Он раскинул перед Дмитрием замысел полного разгрома Ольгерда, вплоть до пленения великого литовского князя.

В лицо, через овраг, будут наступать пешие копейщики. Они прикроются щитами, выставят длинные копья и, недоступные стрелам, поднимутся к кольцу из повозок.

Им не нужно брать приступом повозки, им нужно только стоять плотным строем и угрожать. Стрелков посадить на коней и пустить в обход Ольгердова стана. Они ударят железными стрелами со спины. Тогда через овраг перевести кованую рать и пустить в наступление пешие полки.

Довольно простой замысел, он сам рождался из обстановки и ясен был не только искусному воеводе, но и любому воину в московском войске. Думал об этом и Дмитрий. Но он помнил, что «хитрость» не в том, чтобы уничтожить Ольгерда, а в том, чтобы, поставив его на колени, не уничтожить. Бить, не убивая, ибо пока высится фигура Ольгерда на западе, Орде нужна и Москва.

Он, Дмитрий, понимал воевод и бояр, и искуснейшего из них в военных хитростях Боброка. Всем им хотелось до конца испытать свою силу, довести до ощутимой победы. Но Дмитрию хотелось бы видеть если не Ольгерда, то его воинов, воинов литовских, воинов западных русских городов в одних рядах с московским войском против Орды, а чтобы это не оставалось несбыточным, нельзя унижать, нельзя проявить жестокость. Занесенный меч не убивает, но оказывается в иных случаях важнее, чем меч разящий.

Оставалась опасной Орда при этаком противостоянии. Но здесь уже работали митрополит и Сергий через своих людей среди христианских восточных купцов.

Допреж того, как затрубили трубы под Любутском, к хану Амурату пришли арабские купцы и объявили, что они посланы Мамаевым ханом Махмет-Салтаном. Отрок хан просит Амурат-хана избавить его от Мамая.

Под Мамаем лежали степи правого Поволжья до реки Воронеж, плодородные земли от Дона до Терека и Крыма, Амурат владел Сараем и левым берегом Волги.

Арабские купцы сказали, что Бегич и Сары-хожа ропщут на Мамая. Мамай наметился объявить себя ханом. Если хан Амурат ударит, Бегич и Сары-хожа выдадут Мамая.

Амурат пошел на Мамая, надеясь, что Бегич и Сары-хожа изменят Мамаю.

На огромных степных просторах рубились ордынцы с ордынцами, битва раскинулась от воронежских степей до рассечения Волги на сотни рукавов у входа в Каспийское море.

Ольгерд послал гонцов в Орду. Он писал  Мамаю:

«Орде скоро стоять на коленях перед Москвой. Тот, кто побил мою рать, развеет Орду».
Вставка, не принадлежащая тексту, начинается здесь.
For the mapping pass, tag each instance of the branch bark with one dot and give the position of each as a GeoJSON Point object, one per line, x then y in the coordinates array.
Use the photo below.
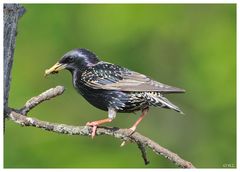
{"type": "Point", "coordinates": [11, 15]}
{"type": "Point", "coordinates": [12, 12]}
{"type": "Point", "coordinates": [123, 134]}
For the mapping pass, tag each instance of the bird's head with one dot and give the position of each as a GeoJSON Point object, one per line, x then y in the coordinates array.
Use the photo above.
{"type": "Point", "coordinates": [77, 59]}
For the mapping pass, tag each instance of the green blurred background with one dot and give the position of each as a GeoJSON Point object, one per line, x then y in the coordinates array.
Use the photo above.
{"type": "Point", "coordinates": [188, 46]}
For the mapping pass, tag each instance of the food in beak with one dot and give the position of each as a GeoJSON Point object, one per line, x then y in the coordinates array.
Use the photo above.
{"type": "Point", "coordinates": [55, 68]}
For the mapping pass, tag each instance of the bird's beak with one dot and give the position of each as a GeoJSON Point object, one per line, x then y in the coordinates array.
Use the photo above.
{"type": "Point", "coordinates": [55, 68]}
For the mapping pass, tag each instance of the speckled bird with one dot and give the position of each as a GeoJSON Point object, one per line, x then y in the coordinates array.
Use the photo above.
{"type": "Point", "coordinates": [113, 88]}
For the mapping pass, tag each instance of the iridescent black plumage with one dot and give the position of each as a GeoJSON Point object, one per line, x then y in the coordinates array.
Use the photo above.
{"type": "Point", "coordinates": [111, 87]}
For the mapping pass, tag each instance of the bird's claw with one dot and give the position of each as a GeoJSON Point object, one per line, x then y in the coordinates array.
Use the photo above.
{"type": "Point", "coordinates": [131, 130]}
{"type": "Point", "coordinates": [94, 128]}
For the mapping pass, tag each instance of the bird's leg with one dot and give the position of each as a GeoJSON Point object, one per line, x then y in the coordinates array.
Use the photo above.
{"type": "Point", "coordinates": [94, 124]}
{"type": "Point", "coordinates": [144, 112]}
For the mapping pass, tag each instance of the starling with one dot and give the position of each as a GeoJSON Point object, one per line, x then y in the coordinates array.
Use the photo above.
{"type": "Point", "coordinates": [113, 88]}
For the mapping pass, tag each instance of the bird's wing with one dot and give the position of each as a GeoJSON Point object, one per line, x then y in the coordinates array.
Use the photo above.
{"type": "Point", "coordinates": [113, 77]}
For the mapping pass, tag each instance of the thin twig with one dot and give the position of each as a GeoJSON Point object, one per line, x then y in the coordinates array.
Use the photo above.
{"type": "Point", "coordinates": [122, 134]}
{"type": "Point", "coordinates": [143, 151]}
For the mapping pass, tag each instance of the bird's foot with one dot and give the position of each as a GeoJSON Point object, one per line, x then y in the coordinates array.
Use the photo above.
{"type": "Point", "coordinates": [94, 125]}
{"type": "Point", "coordinates": [132, 130]}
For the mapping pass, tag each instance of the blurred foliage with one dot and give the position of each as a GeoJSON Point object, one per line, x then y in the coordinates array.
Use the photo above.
{"type": "Point", "coordinates": [187, 46]}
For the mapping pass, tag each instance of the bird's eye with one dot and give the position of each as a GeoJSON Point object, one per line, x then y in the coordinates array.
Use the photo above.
{"type": "Point", "coordinates": [68, 59]}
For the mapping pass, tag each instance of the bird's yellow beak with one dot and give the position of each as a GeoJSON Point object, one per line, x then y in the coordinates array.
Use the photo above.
{"type": "Point", "coordinates": [55, 68]}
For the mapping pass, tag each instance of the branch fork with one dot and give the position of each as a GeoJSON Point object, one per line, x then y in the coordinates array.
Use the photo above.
{"type": "Point", "coordinates": [20, 117]}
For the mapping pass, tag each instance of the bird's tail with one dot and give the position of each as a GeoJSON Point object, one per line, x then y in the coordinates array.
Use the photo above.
{"type": "Point", "coordinates": [156, 99]}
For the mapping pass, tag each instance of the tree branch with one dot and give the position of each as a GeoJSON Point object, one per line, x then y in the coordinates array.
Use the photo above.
{"type": "Point", "coordinates": [11, 14]}
{"type": "Point", "coordinates": [123, 134]}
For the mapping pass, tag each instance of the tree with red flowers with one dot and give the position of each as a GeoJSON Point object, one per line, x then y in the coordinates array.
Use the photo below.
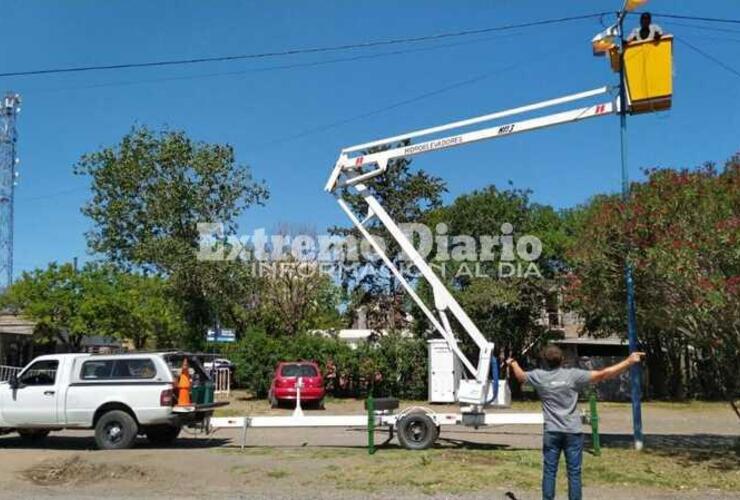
{"type": "Point", "coordinates": [680, 231]}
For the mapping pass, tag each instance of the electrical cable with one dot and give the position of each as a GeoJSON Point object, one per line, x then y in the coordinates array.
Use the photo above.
{"type": "Point", "coordinates": [708, 56]}
{"type": "Point", "coordinates": [266, 69]}
{"type": "Point", "coordinates": [298, 51]}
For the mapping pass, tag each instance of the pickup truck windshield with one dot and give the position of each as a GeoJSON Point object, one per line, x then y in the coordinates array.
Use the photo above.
{"type": "Point", "coordinates": [40, 373]}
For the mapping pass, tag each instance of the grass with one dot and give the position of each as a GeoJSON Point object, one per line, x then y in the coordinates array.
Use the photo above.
{"type": "Point", "coordinates": [453, 471]}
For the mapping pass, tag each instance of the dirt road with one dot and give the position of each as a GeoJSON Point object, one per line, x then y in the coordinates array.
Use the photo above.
{"type": "Point", "coordinates": [692, 441]}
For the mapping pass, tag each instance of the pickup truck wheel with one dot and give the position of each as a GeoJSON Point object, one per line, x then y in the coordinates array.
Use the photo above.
{"type": "Point", "coordinates": [162, 434]}
{"type": "Point", "coordinates": [33, 435]}
{"type": "Point", "coordinates": [417, 431]}
{"type": "Point", "coordinates": [116, 430]}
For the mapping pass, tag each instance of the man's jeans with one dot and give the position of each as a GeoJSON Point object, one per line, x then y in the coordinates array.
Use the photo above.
{"type": "Point", "coordinates": [552, 444]}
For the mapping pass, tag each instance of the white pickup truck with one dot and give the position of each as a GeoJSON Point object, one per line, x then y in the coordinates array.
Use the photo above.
{"type": "Point", "coordinates": [119, 396]}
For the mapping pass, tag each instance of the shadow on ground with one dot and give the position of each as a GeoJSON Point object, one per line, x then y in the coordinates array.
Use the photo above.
{"type": "Point", "coordinates": [71, 443]}
{"type": "Point", "coordinates": [716, 450]}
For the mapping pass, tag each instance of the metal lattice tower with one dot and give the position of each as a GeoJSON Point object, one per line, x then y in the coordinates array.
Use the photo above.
{"type": "Point", "coordinates": [9, 108]}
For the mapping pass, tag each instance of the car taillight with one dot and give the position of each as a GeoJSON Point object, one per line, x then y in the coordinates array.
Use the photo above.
{"type": "Point", "coordinates": [167, 398]}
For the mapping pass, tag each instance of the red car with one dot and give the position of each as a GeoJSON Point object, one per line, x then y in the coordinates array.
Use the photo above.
{"type": "Point", "coordinates": [283, 387]}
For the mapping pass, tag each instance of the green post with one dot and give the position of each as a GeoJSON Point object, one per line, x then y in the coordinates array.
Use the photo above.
{"type": "Point", "coordinates": [370, 425]}
{"type": "Point", "coordinates": [594, 424]}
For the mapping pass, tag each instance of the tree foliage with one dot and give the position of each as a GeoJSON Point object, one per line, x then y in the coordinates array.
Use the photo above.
{"type": "Point", "coordinates": [149, 192]}
{"type": "Point", "coordinates": [680, 230]}
{"type": "Point", "coordinates": [97, 300]}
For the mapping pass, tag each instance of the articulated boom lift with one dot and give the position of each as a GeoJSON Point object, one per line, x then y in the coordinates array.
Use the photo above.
{"type": "Point", "coordinates": [355, 169]}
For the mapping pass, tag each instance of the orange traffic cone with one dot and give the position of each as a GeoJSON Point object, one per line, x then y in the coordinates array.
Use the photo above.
{"type": "Point", "coordinates": [183, 385]}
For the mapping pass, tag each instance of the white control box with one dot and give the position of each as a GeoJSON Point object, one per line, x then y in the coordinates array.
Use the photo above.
{"type": "Point", "coordinates": [445, 371]}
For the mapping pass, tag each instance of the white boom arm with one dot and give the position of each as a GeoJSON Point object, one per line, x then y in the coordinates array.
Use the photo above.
{"type": "Point", "coordinates": [354, 168]}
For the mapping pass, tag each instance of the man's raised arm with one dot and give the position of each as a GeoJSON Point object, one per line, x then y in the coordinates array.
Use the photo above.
{"type": "Point", "coordinates": [614, 370]}
{"type": "Point", "coordinates": [520, 375]}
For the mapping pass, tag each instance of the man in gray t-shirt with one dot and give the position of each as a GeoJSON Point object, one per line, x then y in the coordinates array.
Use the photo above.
{"type": "Point", "coordinates": [558, 389]}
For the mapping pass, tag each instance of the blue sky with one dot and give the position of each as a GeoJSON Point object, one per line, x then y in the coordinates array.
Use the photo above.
{"type": "Point", "coordinates": [277, 118]}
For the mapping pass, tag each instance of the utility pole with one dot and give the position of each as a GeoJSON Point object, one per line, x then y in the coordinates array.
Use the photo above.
{"type": "Point", "coordinates": [9, 109]}
{"type": "Point", "coordinates": [635, 370]}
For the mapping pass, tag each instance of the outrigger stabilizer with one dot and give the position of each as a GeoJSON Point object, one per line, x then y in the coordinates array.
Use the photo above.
{"type": "Point", "coordinates": [418, 427]}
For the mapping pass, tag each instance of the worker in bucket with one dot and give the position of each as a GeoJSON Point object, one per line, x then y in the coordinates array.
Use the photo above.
{"type": "Point", "coordinates": [646, 31]}
{"type": "Point", "coordinates": [558, 389]}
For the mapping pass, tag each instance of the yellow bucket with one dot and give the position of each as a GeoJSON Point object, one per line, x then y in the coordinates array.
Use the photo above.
{"type": "Point", "coordinates": [648, 69]}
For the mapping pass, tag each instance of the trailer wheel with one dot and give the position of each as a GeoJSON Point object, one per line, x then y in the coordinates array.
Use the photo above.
{"type": "Point", "coordinates": [417, 431]}
{"type": "Point", "coordinates": [116, 430]}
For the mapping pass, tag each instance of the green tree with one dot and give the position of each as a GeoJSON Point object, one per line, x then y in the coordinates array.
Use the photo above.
{"type": "Point", "coordinates": [68, 305]}
{"type": "Point", "coordinates": [149, 193]}
{"type": "Point", "coordinates": [298, 298]}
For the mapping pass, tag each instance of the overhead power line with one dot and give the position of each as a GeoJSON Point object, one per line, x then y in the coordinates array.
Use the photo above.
{"type": "Point", "coordinates": [708, 56]}
{"type": "Point", "coordinates": [300, 51]}
{"type": "Point", "coordinates": [695, 18]}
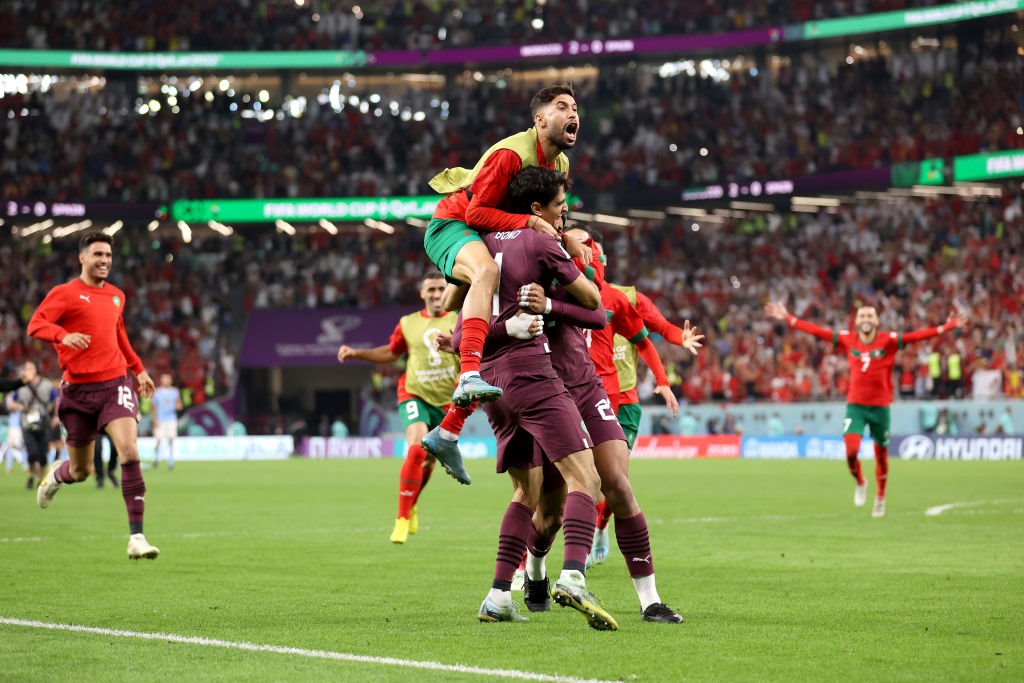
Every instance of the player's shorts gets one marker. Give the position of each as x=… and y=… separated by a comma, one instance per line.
x=534, y=408
x=166, y=429
x=629, y=417
x=876, y=417
x=416, y=410
x=85, y=409
x=442, y=241
x=595, y=408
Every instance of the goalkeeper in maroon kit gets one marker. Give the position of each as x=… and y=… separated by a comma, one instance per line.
x=871, y=355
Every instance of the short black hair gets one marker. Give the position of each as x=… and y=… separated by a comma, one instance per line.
x=92, y=238
x=535, y=183
x=548, y=94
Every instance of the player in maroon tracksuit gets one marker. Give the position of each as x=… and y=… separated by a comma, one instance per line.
x=84, y=321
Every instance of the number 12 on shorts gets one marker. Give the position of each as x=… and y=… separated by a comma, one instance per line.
x=126, y=398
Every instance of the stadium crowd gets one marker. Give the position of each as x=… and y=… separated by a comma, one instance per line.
x=389, y=25
x=640, y=130
x=912, y=260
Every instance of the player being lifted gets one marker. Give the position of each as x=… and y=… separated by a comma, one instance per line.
x=871, y=355
x=472, y=204
x=424, y=390
x=84, y=321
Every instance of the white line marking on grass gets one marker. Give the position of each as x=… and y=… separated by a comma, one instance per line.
x=298, y=651
x=937, y=510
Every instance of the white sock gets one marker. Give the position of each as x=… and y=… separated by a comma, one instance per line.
x=572, y=577
x=536, y=566
x=646, y=591
x=500, y=598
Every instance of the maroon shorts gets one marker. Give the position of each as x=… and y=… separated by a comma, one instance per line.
x=85, y=409
x=535, y=409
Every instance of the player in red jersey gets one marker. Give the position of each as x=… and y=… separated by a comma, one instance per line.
x=871, y=355
x=84, y=321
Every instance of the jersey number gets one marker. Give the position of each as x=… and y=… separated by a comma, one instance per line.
x=126, y=398
x=604, y=408
x=495, y=301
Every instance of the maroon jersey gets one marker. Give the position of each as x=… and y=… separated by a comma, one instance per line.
x=522, y=257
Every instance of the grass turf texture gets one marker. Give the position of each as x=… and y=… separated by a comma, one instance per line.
x=778, y=575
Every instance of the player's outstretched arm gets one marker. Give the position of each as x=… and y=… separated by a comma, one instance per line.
x=379, y=354
x=534, y=298
x=955, y=321
x=776, y=310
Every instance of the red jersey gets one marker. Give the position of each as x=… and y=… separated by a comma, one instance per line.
x=870, y=365
x=626, y=321
x=478, y=207
x=96, y=311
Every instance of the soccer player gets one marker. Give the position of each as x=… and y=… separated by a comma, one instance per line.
x=629, y=413
x=35, y=401
x=535, y=408
x=871, y=355
x=472, y=204
x=424, y=390
x=570, y=358
x=84, y=321
x=166, y=403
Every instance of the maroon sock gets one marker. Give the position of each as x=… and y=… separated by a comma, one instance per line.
x=580, y=520
x=62, y=472
x=133, y=491
x=634, y=544
x=515, y=528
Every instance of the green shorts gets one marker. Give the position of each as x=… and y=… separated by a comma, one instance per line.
x=417, y=410
x=443, y=240
x=629, y=418
x=876, y=417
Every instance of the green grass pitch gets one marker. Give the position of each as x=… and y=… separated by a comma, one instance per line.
x=779, y=577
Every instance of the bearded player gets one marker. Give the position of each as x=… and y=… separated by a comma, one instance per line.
x=424, y=390
x=871, y=355
x=472, y=204
x=84, y=321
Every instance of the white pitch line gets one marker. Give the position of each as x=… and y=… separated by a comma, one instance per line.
x=937, y=510
x=299, y=651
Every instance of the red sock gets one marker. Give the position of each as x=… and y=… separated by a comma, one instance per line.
x=881, y=469
x=456, y=418
x=474, y=331
x=411, y=479
x=427, y=471
x=603, y=515
x=852, y=449
x=133, y=491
Князь Михаил спрашивал Мамая: «Нужна ли Орде грозная Москва?»

Мамай выспросил у гонцов, разбит ли Ольгерд? Нет, не разбит, оба войска стоят супротив друг друга, ни одно не решается наступать. Того и нужно Мамаю, чтобы Ольгерд и Дмитрий держали один другого за грудки, пока висит на шее жерновом Амурат-хан. Мамай не ответил ни Ольгерду, ни Михаилу.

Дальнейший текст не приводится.